Había en casa de los padres de éste que les escribe una colección de clásicos a la que le debo más de lo que he podido demostrar. Apenas dos docenas de libros, no más, adquiridos por mi madre en una de esas colecciones por fascículos del quiosco. Entre las Rimas de Bécquer y El sombrero de tres picos de Alarcón, hallé un título que leí y releí varias veces siendo todavía un adolescente: se titulaba Zalacaín el aventurero, y lo firmaba un tal Pío Baroja. Todavía puedo imaginar mi cuerpo enclenque a los catorce aupado a las murallas de la villa de Urbia, al otro lado las huertas, más allá Francia. Todavía puedo refugiarme en el pueblo de Zaro, próximo a San Juan del Pie del Puerto. Puedo escuchar aún las aguas claras del Ibaya, puedo deleitarme con la naturaleza de los altos del monte Larrún. Puedo alzarme, claro, por la Cuesta de la Agonía rodeado de carlistas, puedo tomar el camino de Logroño. Puedo recordar también las canciones en euskera, un idioma del que poco sabía yo a esa edad. Puedo decir, en suma, que, si la literatura idealiza lugares, en las páginas del Zalacaín yo reconocí como propia, conquistada por la narrativa ya para siempre, aquella extraña cultura vasca tan hermética.
Este año se cumplen 150 años del nacimiento del propio Pío Baroja, y para conmemorar la efeméride se expuso en el pleno del ayuntamiento de su ciudad natal, San Sebastián, la posibilidad de otorgarle la Medalla de Oro de la ciudad. La proposición se ha denegado por mayoría aplastante: 24 de 27 votos en contra. Esgrimen desde el consistorio el siguiente argumento para negarle la distinción: la Medalla no es la mejor opción para resaltar su aporte a la cultura, lo mejor es leerlo. Deduzco, entonces, que este mismo argumento no era válido cuando se distinguió con el galardón, por ejemplo, a Eduardo Chillida.
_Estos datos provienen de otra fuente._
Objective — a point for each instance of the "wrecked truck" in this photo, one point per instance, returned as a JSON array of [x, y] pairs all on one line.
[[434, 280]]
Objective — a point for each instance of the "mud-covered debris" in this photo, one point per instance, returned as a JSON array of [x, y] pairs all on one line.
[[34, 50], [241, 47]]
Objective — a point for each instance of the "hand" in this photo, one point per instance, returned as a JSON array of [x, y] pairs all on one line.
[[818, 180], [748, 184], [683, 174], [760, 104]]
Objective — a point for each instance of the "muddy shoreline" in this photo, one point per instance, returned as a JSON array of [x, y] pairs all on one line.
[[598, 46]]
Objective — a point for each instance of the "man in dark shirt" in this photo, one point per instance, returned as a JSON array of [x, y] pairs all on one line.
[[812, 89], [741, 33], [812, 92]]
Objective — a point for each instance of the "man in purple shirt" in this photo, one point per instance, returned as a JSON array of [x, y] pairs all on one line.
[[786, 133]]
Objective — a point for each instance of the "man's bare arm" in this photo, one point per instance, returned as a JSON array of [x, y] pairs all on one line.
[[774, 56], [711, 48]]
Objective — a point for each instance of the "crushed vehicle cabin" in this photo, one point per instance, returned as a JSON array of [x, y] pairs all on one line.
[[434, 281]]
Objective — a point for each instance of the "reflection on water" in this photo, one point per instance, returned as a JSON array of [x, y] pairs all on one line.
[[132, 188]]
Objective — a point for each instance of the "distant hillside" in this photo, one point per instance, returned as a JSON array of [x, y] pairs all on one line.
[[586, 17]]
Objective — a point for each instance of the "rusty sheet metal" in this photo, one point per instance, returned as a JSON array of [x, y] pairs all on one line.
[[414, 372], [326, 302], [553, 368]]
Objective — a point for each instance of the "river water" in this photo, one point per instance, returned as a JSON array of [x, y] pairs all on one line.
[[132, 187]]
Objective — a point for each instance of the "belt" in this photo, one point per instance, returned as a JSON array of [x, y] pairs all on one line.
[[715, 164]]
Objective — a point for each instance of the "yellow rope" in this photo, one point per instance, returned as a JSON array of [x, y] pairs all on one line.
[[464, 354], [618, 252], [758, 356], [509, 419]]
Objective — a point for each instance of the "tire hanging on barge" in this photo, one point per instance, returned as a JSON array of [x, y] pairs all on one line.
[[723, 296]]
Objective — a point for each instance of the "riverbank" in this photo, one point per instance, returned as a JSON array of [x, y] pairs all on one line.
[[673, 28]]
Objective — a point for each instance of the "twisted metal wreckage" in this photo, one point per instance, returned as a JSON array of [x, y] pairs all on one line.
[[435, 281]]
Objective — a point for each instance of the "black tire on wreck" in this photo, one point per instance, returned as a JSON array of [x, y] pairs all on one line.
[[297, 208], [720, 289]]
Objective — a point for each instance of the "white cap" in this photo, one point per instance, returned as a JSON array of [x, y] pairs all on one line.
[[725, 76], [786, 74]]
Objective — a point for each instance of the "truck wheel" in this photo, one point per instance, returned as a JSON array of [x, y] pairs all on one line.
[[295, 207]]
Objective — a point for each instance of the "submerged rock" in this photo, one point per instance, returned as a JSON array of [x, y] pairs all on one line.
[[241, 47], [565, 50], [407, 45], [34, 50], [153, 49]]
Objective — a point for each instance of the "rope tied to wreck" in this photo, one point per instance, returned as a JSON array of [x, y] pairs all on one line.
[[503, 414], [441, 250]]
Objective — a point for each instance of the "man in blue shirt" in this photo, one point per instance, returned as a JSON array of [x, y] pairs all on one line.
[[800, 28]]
Nadie dijo entonces que no era la mejor opción para resaltar su aporte a la cultura, que lo conveniente era visitar sus obras. Triste hipocresía.
Lo cierto es que es difícil encontrar la razón por la que niegan a Baroja. Como todas las mentes libérrimas, su pensamiento recorre una arista y la contraria, visita lo blanco y lo negro para resaltar, casi siempre, el poder de los grises. Por tanto, un nacionalista vasco cerril, seguro, puede encontrar en la vasta obra y en la extensa vida de las que goza don Pío alguna sentencia que le moleste, algún razonamiento que le escueza. Ídem con un nacionalista español, con un concejal animalista, con un votante de los enredados en la barba de Marx o con un nostálgico carlista. Es lo que tiene la libertad, personalizada en un escritor mayúsculo: su falta de dogmatismo le permite no anclarse a tal o cual ideología. Ahora bien, si se trata de difundir cultura, pocos como Baroja para divulgar el espíritu vasco. Se lo dice uno que se empapó de él, de montes y ríos, de idiomas y costumbres, con sólo pasear por unas cuantas de sus páginas. Subsanen el error. Están a tiempo.